La distinction modalités de vente/caractéristiques du produit ne couvre toutefois pas tous les cas de figure. La jurisprudence distingue aussi les caractéristiques et l'usage du produit : la réglementation qui n'a ni pour objet ni pour effet de traiter moins favorablement des produits en provenance d'autres États membres, mais qui restreint l'utilisation d'un produit sur le territoire national, est contraire à l'article 34 TFUE, dans la mesure où elle peut, en fonction de sa portée, avoir une influence considérable sur le comportement du consommateur qui n'aura qu'un intérêt réduit à acheter le produit en cause. En rendant l'utilisation d'un produit marginale, voire hypothétique, sur son territoire, la mesure nationale dissuade sa Consommation et donc son importation, tel étant le cas de la législation qui interdit d'apposer des films colorés sur le pare-brise et les vitrages correspondant aux sièges des passagers des véhicules automobiles.

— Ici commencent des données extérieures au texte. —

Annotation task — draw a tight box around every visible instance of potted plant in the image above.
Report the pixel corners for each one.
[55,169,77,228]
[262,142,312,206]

Enfin, après avoir exclu du champ d'application de la prohibition des restrictions quantitatives à l'exportation et des mesures d'effet équivalent les mesures nationales qui ne comportent aucune différence de traitement entre produits destinés à l'exportation et produits commercialisés à l'intérieur de l'État membre concerné, dans son arrêt Groenveld, la Cour de justice considère désormais (depuis un arrêt du 16 décembre 2008) que les mesures qui visent indistinctement les exportations et les ventes nationales relèvent de l'article 35 TFUE, à moins qu'elles ne soient justifiées par des exigences impératives. Qu'elles relèvent des articles 34 ou 35 TFUE, rédigés de manière similaire, les mesures d'effet équivalent sont désormais soumises à un régime identique.